How has the human race been getting along all these centuries and millennia, sufficiently well with such bad inputs from the real world? I think we have been doing it with stories. Stories are a means of showing how everything is attached to everything else. Our stories on based on these multiple attachments, and what they mean. We love stories, as human beings. It’s the way we understand the world, very largely. One trouble is, instead of respecting our own intuitions about these things and our own abilities to analyze them and appreciate them, we have only? as some kind of second class intellectual operation. Scientists themselves despise anecdotal evidence, and everything that is a story is called anecdotal evidence, and not valued, and yet you can’t understand the world without anecdotal evidence.  Scientists may think a.e. is not important enough to occupy their time, but I think a.e. is important enough to occupy anybody’s time, beginning with very ancient poetry and up to film documentaries, which we’re learning to value more than we used to.”

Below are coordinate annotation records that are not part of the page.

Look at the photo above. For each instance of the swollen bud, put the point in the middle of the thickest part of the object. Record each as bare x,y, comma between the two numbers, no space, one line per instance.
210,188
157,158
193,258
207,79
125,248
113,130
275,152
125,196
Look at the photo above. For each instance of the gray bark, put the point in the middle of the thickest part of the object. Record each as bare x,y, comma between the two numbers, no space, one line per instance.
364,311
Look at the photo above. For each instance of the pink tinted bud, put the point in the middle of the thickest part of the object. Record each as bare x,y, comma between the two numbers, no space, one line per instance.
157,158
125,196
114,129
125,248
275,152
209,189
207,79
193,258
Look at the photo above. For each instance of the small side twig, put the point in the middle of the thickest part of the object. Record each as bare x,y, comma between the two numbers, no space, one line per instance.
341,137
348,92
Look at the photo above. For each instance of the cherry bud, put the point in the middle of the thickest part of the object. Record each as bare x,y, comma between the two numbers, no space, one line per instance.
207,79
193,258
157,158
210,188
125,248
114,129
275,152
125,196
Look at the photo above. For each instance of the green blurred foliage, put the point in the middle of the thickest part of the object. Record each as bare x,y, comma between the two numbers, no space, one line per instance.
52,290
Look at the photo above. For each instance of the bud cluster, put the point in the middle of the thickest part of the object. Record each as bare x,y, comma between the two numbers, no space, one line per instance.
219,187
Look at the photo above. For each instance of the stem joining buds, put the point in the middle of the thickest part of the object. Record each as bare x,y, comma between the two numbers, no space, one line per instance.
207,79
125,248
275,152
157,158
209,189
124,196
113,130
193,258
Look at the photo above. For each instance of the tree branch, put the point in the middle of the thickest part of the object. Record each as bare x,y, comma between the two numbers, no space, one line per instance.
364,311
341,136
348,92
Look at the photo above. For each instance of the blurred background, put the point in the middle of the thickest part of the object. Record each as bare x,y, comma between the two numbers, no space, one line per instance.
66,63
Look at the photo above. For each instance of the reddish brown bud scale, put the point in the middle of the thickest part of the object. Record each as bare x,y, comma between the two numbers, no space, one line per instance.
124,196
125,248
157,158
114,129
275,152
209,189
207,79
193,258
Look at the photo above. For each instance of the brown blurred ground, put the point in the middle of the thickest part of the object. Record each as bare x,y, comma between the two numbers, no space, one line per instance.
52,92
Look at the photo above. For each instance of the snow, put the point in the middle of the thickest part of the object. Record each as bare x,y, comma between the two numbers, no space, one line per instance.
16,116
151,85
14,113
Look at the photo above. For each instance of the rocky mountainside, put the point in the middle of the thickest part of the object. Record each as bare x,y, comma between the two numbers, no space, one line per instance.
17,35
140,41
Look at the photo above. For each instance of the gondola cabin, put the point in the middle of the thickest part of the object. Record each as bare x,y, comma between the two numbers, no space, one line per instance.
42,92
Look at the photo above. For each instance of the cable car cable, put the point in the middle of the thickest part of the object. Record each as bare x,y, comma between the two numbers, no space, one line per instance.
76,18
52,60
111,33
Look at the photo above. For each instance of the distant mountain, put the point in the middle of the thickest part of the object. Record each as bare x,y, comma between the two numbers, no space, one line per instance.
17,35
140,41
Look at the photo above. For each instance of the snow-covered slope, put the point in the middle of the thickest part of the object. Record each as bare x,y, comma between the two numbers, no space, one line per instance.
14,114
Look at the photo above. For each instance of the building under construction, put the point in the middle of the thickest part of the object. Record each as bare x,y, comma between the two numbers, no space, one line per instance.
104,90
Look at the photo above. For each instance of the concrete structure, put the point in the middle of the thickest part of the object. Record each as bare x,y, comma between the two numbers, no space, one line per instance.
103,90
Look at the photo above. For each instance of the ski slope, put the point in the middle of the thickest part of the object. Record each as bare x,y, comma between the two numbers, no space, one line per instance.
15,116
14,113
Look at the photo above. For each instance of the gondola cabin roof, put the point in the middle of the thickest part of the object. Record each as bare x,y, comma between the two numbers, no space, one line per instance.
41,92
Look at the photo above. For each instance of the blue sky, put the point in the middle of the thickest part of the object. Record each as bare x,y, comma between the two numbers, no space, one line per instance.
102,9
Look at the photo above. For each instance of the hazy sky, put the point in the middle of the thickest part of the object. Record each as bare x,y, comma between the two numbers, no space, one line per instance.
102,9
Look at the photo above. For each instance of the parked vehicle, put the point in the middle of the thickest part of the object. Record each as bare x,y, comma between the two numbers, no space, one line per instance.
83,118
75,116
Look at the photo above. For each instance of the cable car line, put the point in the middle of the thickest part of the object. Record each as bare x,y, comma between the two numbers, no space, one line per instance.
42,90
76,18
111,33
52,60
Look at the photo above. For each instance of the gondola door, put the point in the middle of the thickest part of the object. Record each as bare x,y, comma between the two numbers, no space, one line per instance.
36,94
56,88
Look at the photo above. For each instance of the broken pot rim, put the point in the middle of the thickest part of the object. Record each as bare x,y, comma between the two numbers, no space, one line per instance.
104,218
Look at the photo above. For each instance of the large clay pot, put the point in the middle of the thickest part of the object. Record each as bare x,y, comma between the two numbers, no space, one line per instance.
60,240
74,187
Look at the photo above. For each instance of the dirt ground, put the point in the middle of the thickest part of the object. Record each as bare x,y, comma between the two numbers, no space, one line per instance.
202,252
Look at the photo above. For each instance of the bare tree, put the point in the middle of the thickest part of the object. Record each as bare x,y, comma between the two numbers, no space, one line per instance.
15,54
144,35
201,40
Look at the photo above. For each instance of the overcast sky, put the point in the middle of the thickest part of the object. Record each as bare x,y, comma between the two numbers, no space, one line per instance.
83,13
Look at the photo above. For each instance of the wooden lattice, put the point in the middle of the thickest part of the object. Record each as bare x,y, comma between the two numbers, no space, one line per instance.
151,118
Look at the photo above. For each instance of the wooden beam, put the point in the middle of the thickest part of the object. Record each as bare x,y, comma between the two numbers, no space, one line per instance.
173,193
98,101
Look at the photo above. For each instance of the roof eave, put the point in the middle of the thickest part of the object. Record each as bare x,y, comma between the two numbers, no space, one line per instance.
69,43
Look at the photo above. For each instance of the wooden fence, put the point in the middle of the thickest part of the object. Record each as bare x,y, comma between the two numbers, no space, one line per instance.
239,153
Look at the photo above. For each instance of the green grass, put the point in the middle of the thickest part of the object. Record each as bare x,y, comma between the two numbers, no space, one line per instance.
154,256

Novels and other forms of fiction employ storytelling often without reference to facts derived from science (experiment, statistics, etc.), those these may be implied (and in some genres, like science fiction, employed directly though perhaps extended beyond the current science.)  But these "scientific" forms disdain story (although not in explaining themselves, when they most often employ metaphor.)  Journalistic storytelling combines "scientific" fact and anecdotal information. 

Further, journalistic storytelling depends on testing both kinds of information.  For instance I might ask experts (and often, different kinds of experts) the same question and see how many sets of facts I get.  When the facts--the numbers, the interpretations--start to converge, or at least the disagreement among them sharpens--then I know how to evaluate and use these facts.  The facts are also tested by what people say, by anecdotal and introspective evidence, which in turn are tested by the facts.  The interplay of all of them is part of the story, and sometimes the story itself.

From the experience of high school debate as much as the anticipation of being caught out in print, I learned to be skeptical of facts and how they were ascertained.  From reading and writing fiction and plays, I learned elements of storytelling.  These combinations make this a form that is somehow more comprehensive.  Journalistic storytelling may not have the depth or resonance or provide the aesthetic pleasure of great novels or great drama.  But it does have an aesthetic that I've found pleasing to work with.